Меня часто спрашивали, как возможно соавторство. Полагаю, что для него необходимо некое отречение от своего «я», от тщеславия и, пожалуй, от общепринятой вежливости. Соавторы должны забыть себя и думать только об общей работе. Действительно, если кто-нибудь хочет узнать, мною ли придумана та или иная шутка или эпитет или Биоем, я, по чести, не могу ответить. Пытался я писать в сотрудничестве с другими людьми - даже с некоторыми очень близкими друзьями, - но их неспособность быть, с одной стороны, грубоватыми, а с другой - толстокожими, делала наше соавторство невозможным. Что ж до «Хроник Бустоса Домека», они, я думаю, лучше всего, что я написал под своим собственным именем, и почти столь же хороши, как то, что Биой писал самостоятельно .
ХРОНИКИ БУСТОСА ДОМЕКА
Посвящается трем великим забытым: Пикассо, Джойсу, Ле Корбюзье
Любая нелепость имеет ныне своего поборника.
Оливер Голдсмит, 1764
Every dream is a prophesy: every jest is an earnest in the womb of Time.
Father Keegan (1904)

Предисловие
По настоянию старого друга и почтенного писателя решаюсь еще раз подвергнуть себя неминуемым неприятностям и опасностям, подстерегающим автора предисловия. Разумеется, они не скрыты от моего взора. Подобно гомеровским героям, нам надлежит проплыть между двумя противоположными рифами. Харибда: надо подхлестывать внимание читателей, обленившихся и прельщаемых фата-морганой всевозможных развлечений, которую, впрочем, быстро рассеет corpus этой книжицы. Сцилла: требуется умерять собственный блеск, дабы не затмить, даже совершенно не ann?antir нижеследующий текст. Ничего не попишешь, приходится соблюдать правила игры. Как великолепный царственный бенгальский тигр, втягивающий когти, дабы одним ударом лапы не изуродовать физиономию дрожащего укротителя, мы сократим - однако не вовсе отбрасывая критический скальпель - присущие этому жанру требования. Мы будем верными друзьями истины, но еще больше - Платона.

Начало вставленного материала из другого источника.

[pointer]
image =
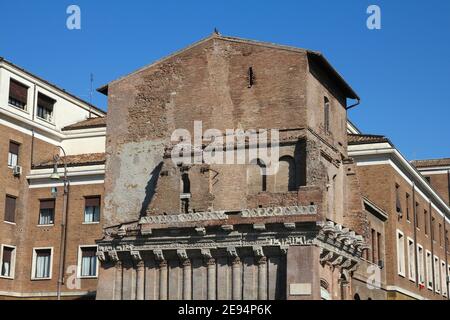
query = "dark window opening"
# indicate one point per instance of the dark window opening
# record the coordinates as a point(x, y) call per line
point(89, 262)
point(92, 209)
point(263, 175)
point(186, 183)
point(18, 94)
point(7, 262)
point(251, 77)
point(13, 154)
point(10, 209)
point(47, 212)
point(43, 263)
point(327, 114)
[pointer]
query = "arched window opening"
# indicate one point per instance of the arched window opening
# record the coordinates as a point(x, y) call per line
point(286, 179)
point(186, 183)
point(326, 114)
point(257, 177)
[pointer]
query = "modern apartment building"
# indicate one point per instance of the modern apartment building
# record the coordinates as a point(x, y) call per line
point(38, 121)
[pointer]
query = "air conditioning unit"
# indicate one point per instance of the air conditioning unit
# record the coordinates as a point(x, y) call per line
point(17, 171)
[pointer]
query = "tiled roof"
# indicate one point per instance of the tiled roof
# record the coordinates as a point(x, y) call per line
point(431, 163)
point(366, 138)
point(88, 123)
point(75, 160)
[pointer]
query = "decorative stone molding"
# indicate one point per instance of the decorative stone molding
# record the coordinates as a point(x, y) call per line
point(206, 253)
point(101, 256)
point(279, 211)
point(337, 260)
point(182, 255)
point(228, 227)
point(136, 256)
point(289, 225)
point(232, 252)
point(259, 227)
point(200, 231)
point(184, 218)
point(258, 251)
point(326, 257)
point(159, 256)
point(340, 236)
point(122, 232)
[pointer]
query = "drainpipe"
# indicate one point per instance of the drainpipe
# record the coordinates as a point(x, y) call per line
point(416, 260)
point(448, 185)
point(432, 249)
point(447, 283)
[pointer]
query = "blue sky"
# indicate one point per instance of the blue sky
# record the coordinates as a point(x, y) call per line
point(401, 72)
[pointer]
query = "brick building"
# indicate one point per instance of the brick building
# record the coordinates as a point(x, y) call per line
point(346, 216)
point(36, 119)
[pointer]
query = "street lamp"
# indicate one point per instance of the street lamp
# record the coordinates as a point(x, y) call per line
point(56, 176)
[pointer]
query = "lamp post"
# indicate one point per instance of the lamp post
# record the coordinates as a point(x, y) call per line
point(62, 256)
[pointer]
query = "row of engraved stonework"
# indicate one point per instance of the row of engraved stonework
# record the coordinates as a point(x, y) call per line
point(298, 239)
point(189, 276)
point(220, 215)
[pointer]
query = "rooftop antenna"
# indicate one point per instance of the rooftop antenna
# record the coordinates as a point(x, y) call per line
point(91, 93)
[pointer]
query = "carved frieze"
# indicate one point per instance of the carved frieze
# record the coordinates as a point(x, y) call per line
point(279, 211)
point(184, 218)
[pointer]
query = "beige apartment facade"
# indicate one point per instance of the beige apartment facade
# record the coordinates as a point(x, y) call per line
point(346, 217)
point(37, 120)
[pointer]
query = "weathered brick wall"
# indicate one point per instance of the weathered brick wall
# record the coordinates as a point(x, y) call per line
point(209, 83)
point(14, 234)
point(378, 183)
point(440, 183)
point(25, 234)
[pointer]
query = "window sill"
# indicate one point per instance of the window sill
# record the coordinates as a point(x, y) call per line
point(46, 121)
point(93, 277)
point(19, 109)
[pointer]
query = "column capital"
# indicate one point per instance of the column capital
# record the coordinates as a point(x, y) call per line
point(182, 255)
point(136, 256)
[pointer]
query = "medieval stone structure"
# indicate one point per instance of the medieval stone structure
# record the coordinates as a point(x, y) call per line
point(211, 231)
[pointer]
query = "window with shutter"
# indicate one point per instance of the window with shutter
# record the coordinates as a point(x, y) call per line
point(10, 209)
point(13, 154)
point(7, 262)
point(47, 212)
point(18, 94)
point(88, 262)
point(45, 107)
point(92, 210)
point(42, 263)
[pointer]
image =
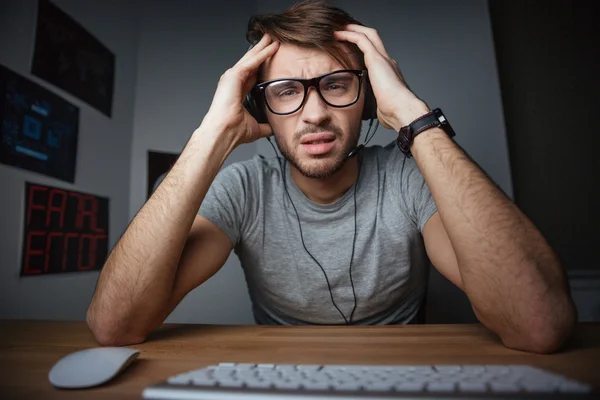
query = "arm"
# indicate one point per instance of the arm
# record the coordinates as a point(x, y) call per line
point(480, 240)
point(137, 287)
point(484, 244)
point(167, 249)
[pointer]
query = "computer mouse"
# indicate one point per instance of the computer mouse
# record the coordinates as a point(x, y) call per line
point(91, 367)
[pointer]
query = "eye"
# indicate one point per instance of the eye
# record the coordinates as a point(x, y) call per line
point(287, 93)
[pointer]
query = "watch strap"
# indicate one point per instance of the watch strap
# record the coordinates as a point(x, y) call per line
point(434, 118)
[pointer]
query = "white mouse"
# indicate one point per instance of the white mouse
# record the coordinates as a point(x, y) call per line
point(91, 367)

Подобная деликатность, как, несомненно, заметит нам читатель, окажется совершенно излишней. Никому и на ум не придет сравнивать строгое изящество, меткость критической шпаги, космические масштабы мышления крупного писателя с благодушной, расхристанной, немного en pantoufles , прозой типичного добропорядочного обывателя, который между одной сиестой и другой строчит пропитанные пылью и провинциальной скукой свои достохвальные хроники.
Достаточно было пройти слуху, что некий член Атенея, житель Буэнос-Айреса - чье громкое имя мне не велит назвать хороший вкус, - составил план романа, который, коль я не передумаю, будет называться «Семейство Монтенегро», как наш всем известный Уродец , некогда попытавший силы в повествовательном жанре, немедля принялся писать критический разбор. Признаем, что этот разумный способ заставить себя уважать снискал заслуженную награду. Не считая многих неизбежных родимых пятен, представленное сочиненьице, каковое нам надлежит снабдить предисловием, не лишено некоторых достоинств. Сырой материал сам по себе способен возбудить у любознательного читателя интерес, чего никак не скажешь о стиле.
В наше хаотическое время совершенно очевидно, что негативная критика не имеет успеха; куда большим весом обладает - нравится нам это или не нравится - утверждение национальных, автохтонных ценностей, которые, пусть мимолетно, знаменуют вкусы момента. К тому же в данном случае предисловие, украшенное моей подписью, было у меня выпрошено одним из тех друзей, с которыми нас связывает давняя привычка. Итак, определим положительные черты. Обозревая перспективу, открывающуюся из его прибрежного Веймара, наш доморощенный Гёте сумел охватить поистине энциклопедический перечень тем, где находит свое эхо каждый звук современности. Тому, кто пожелал бы углубиться в суть беллетристики, лирики, проблематики, архитектуры, скульптуры, театра и самых различных аудиовизуальных средств, характерных для сегодняшнего дня, придется скрепя сердце воспользоваться этим незаменимым вадемекумом, истинной нитью Ариадны, которая приведет его к Минотавру.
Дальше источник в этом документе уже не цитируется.